By Mehmet Enes Beşer
As Bangladesh moves to re-calibrate its geopolitics and economy in the background of evolving Indo-Pacific dynamics, whether Bangladesh will be able to become a full-fledged member of the Association of Southeast Asian Nations (ASEAN) is gaining traction yet again. As its economy grows, and it hopes to be a manufacturing and logistics hub for the region, Dhaka’s desire to be more integrated with ASEAN is only natural. But membership can be a blessing for Bangladesh in the form of greater trade, diplomacy, and strategic diversification, but it is no panacea. APEC membership can be the right decision, but only if undertaken in the framework of realism, preparedness, and strategic anticipation.

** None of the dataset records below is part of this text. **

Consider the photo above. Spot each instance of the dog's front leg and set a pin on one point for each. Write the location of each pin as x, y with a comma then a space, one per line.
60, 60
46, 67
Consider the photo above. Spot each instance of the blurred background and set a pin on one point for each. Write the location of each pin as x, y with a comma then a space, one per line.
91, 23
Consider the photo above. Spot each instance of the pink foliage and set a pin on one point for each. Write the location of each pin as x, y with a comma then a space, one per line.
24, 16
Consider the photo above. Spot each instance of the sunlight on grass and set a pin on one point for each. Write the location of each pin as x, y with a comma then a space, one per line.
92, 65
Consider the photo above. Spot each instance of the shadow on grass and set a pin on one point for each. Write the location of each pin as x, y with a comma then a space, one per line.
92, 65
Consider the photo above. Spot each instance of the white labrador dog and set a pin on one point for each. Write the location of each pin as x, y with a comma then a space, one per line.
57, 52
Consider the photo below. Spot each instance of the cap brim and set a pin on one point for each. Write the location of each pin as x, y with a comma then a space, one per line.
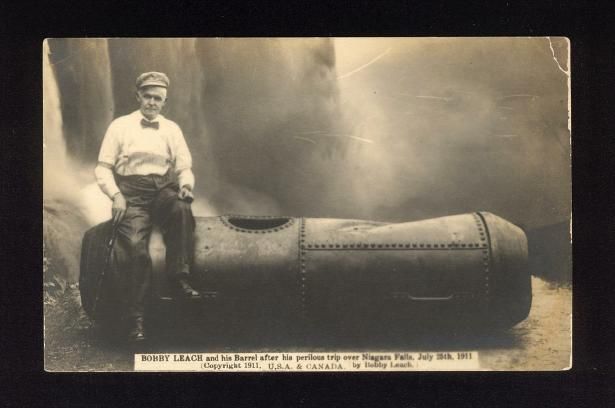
153, 83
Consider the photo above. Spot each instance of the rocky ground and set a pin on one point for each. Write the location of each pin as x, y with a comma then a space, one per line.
541, 342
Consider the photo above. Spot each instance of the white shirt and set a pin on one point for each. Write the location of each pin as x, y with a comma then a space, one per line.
128, 148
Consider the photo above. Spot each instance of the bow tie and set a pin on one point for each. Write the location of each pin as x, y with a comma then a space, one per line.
154, 125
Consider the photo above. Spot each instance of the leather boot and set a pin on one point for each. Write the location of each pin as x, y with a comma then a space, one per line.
137, 331
186, 290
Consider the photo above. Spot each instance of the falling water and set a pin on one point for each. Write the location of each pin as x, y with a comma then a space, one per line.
385, 129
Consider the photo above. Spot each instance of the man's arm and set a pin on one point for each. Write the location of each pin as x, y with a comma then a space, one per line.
109, 151
105, 179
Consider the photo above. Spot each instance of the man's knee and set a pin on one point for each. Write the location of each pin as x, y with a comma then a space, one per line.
181, 209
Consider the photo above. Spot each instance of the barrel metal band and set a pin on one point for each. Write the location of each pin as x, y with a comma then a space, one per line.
483, 232
302, 276
225, 220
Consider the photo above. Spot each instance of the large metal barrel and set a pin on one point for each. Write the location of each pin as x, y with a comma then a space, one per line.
282, 272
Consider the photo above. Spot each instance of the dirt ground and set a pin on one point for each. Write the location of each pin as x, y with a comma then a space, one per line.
541, 342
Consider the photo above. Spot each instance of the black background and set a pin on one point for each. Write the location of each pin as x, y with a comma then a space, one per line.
23, 381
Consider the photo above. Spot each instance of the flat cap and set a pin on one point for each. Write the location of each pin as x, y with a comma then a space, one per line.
152, 79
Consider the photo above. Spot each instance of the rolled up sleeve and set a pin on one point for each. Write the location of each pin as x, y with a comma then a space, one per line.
107, 157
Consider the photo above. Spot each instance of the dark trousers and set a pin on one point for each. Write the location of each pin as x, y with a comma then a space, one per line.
150, 200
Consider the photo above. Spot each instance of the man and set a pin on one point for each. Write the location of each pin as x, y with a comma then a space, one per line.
144, 166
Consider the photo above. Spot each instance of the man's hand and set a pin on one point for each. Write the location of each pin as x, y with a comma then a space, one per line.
118, 209
185, 194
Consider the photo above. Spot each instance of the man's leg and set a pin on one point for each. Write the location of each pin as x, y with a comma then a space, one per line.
134, 267
177, 223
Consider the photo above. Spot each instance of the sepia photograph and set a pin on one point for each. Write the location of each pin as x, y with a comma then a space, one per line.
307, 204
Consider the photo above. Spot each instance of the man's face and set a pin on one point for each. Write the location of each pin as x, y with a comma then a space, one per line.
151, 100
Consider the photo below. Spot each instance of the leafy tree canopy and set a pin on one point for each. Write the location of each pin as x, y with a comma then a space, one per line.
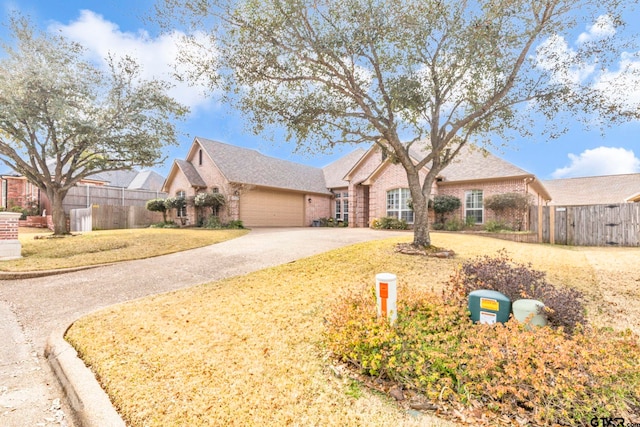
62, 118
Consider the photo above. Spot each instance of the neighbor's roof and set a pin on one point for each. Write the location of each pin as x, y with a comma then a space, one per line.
335, 172
248, 166
594, 190
147, 180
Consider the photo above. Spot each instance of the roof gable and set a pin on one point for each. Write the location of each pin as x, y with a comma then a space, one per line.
474, 163
190, 172
335, 173
248, 166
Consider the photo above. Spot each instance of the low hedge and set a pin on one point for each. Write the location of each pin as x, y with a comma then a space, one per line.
542, 376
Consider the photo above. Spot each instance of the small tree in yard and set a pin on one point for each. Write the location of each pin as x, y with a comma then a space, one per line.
443, 204
419, 78
210, 200
510, 207
63, 119
177, 203
158, 205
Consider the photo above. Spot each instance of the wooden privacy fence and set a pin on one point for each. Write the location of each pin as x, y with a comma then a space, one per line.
106, 217
84, 196
593, 225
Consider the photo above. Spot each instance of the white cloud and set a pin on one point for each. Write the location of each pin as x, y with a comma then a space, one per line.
555, 56
156, 56
600, 161
603, 27
619, 85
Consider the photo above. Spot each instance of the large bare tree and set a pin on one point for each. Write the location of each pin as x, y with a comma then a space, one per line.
414, 76
62, 118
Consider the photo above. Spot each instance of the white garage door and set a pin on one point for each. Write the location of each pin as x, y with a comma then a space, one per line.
265, 208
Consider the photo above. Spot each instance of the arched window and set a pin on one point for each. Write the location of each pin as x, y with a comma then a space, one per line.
473, 206
398, 204
182, 212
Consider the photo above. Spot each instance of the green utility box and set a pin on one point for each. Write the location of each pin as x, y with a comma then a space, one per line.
488, 306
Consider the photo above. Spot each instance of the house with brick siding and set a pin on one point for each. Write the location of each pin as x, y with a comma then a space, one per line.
357, 188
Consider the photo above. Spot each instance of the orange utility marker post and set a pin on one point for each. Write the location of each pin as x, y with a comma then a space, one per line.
387, 296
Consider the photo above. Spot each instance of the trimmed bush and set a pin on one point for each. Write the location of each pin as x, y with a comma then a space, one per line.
495, 226
538, 377
563, 306
158, 205
389, 223
443, 204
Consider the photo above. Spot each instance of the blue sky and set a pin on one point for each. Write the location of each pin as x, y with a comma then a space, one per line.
115, 25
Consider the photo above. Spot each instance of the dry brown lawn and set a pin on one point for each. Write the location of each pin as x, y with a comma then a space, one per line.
107, 246
248, 350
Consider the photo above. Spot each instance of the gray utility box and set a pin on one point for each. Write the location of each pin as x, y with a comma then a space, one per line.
487, 306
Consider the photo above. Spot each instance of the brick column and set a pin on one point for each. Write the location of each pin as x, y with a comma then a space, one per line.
10, 246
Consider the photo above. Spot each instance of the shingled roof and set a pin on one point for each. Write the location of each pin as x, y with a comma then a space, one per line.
335, 172
247, 166
594, 190
191, 173
474, 164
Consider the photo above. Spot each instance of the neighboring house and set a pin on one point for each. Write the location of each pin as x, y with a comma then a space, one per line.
361, 186
17, 191
593, 190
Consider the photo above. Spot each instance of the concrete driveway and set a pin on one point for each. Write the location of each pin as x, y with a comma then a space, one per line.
31, 309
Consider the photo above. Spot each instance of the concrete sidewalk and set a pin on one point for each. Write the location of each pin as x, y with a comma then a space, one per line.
35, 312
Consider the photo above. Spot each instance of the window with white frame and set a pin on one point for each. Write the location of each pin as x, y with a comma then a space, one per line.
182, 212
473, 206
398, 204
342, 206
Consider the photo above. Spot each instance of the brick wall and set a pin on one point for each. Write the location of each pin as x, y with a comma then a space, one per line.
9, 225
488, 189
319, 207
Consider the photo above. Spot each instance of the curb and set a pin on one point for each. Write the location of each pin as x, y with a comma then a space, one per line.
17, 275
89, 402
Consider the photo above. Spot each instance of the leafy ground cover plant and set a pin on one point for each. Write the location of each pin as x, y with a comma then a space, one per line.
542, 376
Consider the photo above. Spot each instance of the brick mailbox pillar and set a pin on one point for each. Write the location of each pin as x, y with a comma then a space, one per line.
10, 246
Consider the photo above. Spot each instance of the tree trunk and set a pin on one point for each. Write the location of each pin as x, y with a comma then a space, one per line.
59, 217
421, 235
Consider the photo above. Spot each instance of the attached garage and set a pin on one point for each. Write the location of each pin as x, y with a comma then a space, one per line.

ASEAN is a handsome club at first glance. It has combined GDP over $3.6 trillion, more than 670 million individuals, and its integration into world supply chains makes it one of the most dynamic parts of the world economy. For Bangladesh, graduation from Least Developed Country (LDC) status by 2026 and the prospect of losing preferential trading benefits, ASEAN regional infrastructure would offer a valuable new regional economic cooperation and trade facilitation platform. Diversification of markets is not for Bangladesh—it is a requirement. Asean’s rising profile in the international trade opens up a possibility for Bangladesh to diversify from its over-reliance on some large markets like the EU and the US.

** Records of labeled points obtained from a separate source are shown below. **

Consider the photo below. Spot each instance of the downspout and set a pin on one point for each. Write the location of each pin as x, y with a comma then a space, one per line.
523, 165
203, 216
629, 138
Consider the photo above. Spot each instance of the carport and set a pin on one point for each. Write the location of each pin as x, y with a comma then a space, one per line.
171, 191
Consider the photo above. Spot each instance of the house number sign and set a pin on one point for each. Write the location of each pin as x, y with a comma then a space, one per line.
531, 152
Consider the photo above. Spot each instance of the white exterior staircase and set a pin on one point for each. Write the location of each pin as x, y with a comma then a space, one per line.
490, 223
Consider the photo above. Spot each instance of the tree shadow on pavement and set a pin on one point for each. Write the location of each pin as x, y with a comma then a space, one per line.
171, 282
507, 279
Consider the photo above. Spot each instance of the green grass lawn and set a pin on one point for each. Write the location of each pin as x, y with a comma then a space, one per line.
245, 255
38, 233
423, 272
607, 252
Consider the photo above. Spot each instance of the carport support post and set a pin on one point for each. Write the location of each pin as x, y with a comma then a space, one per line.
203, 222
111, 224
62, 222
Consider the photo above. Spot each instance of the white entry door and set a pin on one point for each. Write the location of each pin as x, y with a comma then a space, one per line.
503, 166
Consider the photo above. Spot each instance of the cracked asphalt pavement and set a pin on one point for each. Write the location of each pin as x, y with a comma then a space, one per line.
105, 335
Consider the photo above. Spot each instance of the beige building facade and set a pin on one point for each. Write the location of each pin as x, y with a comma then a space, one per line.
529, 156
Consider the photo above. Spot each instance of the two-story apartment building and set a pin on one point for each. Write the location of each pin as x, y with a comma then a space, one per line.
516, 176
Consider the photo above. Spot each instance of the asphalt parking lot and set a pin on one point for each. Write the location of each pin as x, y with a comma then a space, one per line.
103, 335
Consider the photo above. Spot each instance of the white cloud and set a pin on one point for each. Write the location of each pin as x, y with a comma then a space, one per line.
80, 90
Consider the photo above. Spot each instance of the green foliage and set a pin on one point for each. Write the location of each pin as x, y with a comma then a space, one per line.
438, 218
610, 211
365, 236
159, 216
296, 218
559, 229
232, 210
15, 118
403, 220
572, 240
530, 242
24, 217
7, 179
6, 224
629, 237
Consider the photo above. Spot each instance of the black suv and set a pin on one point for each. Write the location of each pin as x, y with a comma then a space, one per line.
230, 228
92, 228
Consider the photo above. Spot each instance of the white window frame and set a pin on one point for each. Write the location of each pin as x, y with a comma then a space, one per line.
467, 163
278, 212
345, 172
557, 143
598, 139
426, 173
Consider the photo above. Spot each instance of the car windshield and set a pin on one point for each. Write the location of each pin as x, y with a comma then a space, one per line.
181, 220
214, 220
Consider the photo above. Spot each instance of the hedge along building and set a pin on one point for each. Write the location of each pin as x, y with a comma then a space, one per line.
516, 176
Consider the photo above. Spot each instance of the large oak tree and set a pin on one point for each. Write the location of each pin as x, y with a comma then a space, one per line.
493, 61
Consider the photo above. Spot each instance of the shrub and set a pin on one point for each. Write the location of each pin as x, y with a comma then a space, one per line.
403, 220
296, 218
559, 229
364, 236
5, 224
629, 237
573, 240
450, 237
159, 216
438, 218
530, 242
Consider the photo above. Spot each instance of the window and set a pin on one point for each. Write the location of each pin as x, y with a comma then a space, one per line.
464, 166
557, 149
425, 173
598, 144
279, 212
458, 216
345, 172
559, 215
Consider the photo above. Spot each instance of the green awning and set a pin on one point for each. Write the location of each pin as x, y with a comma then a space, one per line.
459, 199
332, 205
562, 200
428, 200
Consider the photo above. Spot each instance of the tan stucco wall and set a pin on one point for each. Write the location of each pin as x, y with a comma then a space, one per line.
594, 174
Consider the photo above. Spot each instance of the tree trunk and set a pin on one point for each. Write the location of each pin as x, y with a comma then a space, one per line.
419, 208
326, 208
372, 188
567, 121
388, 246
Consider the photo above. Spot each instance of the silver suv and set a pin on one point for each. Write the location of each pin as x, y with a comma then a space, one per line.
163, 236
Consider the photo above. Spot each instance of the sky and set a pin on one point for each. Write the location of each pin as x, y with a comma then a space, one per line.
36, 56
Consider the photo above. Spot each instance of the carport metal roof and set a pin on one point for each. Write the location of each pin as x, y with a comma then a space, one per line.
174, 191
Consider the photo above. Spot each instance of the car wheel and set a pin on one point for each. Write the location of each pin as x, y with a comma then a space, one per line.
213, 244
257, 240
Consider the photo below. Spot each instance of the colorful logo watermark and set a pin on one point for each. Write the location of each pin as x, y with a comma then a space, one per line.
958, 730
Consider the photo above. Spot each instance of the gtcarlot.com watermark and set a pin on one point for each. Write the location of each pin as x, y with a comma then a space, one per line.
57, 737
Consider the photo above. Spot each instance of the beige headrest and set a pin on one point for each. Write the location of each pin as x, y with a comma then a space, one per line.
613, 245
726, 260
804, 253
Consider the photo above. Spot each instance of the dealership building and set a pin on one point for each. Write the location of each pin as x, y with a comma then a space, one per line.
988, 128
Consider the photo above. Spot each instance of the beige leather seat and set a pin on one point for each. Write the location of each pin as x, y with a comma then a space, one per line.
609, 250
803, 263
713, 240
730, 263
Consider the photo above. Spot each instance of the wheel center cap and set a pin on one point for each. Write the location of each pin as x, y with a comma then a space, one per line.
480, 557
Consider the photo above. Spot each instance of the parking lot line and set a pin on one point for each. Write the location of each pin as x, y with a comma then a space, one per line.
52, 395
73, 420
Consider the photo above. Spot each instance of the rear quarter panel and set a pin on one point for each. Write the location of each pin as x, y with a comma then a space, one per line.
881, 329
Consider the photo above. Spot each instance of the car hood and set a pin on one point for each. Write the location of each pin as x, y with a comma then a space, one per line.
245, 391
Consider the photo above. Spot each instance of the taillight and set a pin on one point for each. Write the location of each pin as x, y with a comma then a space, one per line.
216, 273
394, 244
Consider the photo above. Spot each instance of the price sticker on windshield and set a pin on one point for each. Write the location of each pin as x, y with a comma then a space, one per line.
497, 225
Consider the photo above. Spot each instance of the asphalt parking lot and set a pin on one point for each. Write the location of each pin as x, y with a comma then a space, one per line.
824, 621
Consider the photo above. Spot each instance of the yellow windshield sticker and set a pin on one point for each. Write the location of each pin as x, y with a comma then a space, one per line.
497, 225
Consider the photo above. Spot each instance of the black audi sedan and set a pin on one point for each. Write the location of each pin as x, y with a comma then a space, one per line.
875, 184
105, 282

There is also a very good strategic case. With Indo-Pacific increasingly being in the midst of emerging geopolitics between China and the United States, the small and medium powers are already confronted with a world that is growing more polarized. ASEAN has long been a platform for hedging, a multilateral diplomatic community, and a functional issue-based alliance that allows the member countries to exercise agency. For Bangladesh, whose foreign policy is to balance India, China, and Western powers, ASEAN is model and platform as well as buffer. Entry would assist perhaps in elevating Dhaka’s stature in regional security, connectivity, and climate resilience discourses, matters of which it is currently poorly represented.

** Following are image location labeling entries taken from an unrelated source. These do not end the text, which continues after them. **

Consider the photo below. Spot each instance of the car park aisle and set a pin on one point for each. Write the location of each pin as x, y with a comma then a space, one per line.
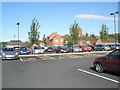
58, 73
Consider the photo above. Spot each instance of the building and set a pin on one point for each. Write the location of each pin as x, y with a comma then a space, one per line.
14, 43
55, 40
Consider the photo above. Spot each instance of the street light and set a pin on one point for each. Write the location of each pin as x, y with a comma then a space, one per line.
18, 33
114, 22
14, 40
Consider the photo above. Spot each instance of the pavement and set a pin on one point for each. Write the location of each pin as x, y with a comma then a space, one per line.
51, 71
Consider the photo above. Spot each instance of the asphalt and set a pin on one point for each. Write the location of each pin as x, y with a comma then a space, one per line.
54, 73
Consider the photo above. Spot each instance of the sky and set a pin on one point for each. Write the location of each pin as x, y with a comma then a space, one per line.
55, 17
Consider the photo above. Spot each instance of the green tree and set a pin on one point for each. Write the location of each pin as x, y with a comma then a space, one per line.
74, 32
104, 32
34, 34
93, 36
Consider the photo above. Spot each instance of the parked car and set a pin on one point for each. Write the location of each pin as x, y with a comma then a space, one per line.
24, 50
1, 49
17, 49
77, 49
38, 49
86, 48
30, 50
117, 46
61, 49
102, 47
110, 62
50, 49
112, 46
9, 53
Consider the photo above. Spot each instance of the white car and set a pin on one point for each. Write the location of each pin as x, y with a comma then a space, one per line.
38, 49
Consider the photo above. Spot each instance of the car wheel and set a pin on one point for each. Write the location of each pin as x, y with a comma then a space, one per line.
99, 67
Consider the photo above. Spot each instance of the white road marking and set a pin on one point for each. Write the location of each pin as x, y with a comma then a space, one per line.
99, 76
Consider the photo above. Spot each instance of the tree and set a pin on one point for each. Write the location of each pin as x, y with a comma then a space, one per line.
93, 36
44, 40
34, 34
74, 32
104, 32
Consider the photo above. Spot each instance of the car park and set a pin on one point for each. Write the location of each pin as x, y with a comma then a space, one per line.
102, 47
117, 46
24, 50
110, 62
30, 50
61, 49
85, 48
77, 49
38, 50
9, 53
50, 49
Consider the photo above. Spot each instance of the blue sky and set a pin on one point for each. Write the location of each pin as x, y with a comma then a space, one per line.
55, 17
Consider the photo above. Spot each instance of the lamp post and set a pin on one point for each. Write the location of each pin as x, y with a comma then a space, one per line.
114, 22
14, 40
18, 33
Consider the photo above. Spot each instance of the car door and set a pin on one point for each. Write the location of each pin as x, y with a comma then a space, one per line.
112, 61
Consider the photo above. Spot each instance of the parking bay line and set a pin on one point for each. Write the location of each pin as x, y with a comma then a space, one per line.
98, 76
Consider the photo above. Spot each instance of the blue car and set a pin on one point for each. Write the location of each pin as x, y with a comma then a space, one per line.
24, 50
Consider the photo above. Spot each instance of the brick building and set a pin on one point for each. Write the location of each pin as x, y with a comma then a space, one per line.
80, 32
14, 43
55, 40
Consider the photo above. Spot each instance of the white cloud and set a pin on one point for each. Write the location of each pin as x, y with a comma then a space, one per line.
94, 17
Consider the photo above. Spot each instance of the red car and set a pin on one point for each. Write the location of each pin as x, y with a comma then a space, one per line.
86, 48
110, 62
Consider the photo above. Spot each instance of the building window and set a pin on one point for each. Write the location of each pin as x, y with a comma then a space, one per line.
56, 40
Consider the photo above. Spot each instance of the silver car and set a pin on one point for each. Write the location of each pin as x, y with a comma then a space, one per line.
38, 49
9, 53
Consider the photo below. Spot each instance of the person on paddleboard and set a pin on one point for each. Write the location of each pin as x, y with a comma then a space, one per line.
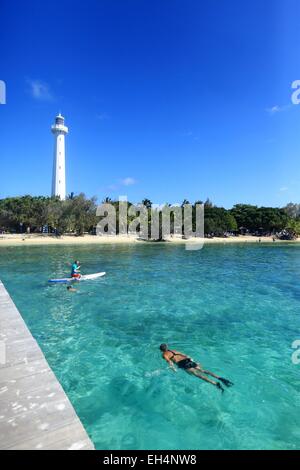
76, 270
191, 367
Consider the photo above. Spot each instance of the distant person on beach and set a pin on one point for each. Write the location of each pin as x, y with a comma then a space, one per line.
71, 289
76, 270
186, 363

But ASEAN membership is no smooth or rapid journey. The club is famously consensus-driven, incrementally slow, and reluctant to admit new members whose political, institutional, or economic arrangements do not conform to ASEAN standards. Bangladesh’s political institutions, regulatory habits, and diplomatic practices diverge from the Southeast Asian model in some rather deep ways. Moreover, ASEAN is itself struggling with internal cohesion—from the Myanmar crisis to South China Sea maritime disputes. The inclusion of a new South Asian member may well serve to occasion institutional overreach, mandate dilution, and future geographic identity issues.
Preparedness is also an issue. To benefit meaningfully from membership in ASEAN, Bangladesh must undertake serious domestic reform. The infrastructure has to be upgraded to regional level, rule of law regimes up to ASEAN standards, and institutional capacity developed for productive multilateral interaction. Being present at the table is not enough; effective participation requires preparation, diplomacy, and constant policy harmonization. Most ASEAN members’ Regional Comprehensive Economic Partnership (RCEP) is a good case in point—ascending to such free trade agreements without first developing domestic industries, labor laws, and investment systems could backfire.
It is also to be remembered that ASEAN is not a magic pill. Though economically enormous, intra-ASEAN trade is minimal, and its consensus culture can constrain firm action during times of crises. The response of the bloc to crises such as the Rohingya crisis—where the policy of non-interference of ASEAN came into contradiction with the scale of the human tragedy—told us about the extent of its diplomatic clout. Bangladesh does not have to overestimate the potential of ASEAN as a regional guarantor or political patron for issues of direct national concern. However, full membership is not the sole alternative.
Bangladesh could also pursue gradual integration in terms of observer membership, sectoral dialogue partnerships, and membership of ASEAN-created forums such as the ASEAN Regional Forum (ARF) or the East Asia Summit (EAS). Membership through BIMSTEC or the Bay of Bengal Initiative (which consists of some of the ASEAN countries) may also be regional bridging. These measures allow Dhaka to gradually move towards policy convergence with ASEAN models and build trust, credibility, and diplomatic capital with the group. Here, ASEAN can’t be envisioned as a terminal point but a direction—a strategic vector in which Bangladesh will lean, to chase its long-term aspiration of connectivity, economic strength, and diplomatic influence.
The shift, therefore, needs to be gradual, measured, and home-led. ASEAN membership is no magic bullet, but it is a message: that Bangladesh is willing to think regionally, act multilaterally, and stake its own claim in the new Indo-Pacific order. Whether such a course will succeed will ultimately be based on Dhaka’s ability to absorb the issue of integration and become as much a partner as an investor in regional peace and prosperity.
For Bangladesh, the ASEAN dream is within reach—but only if it chooses to make it part of a broader, conscious change in how the country thinks about where it is and how it thinks of itself as part of Asia and part of the world.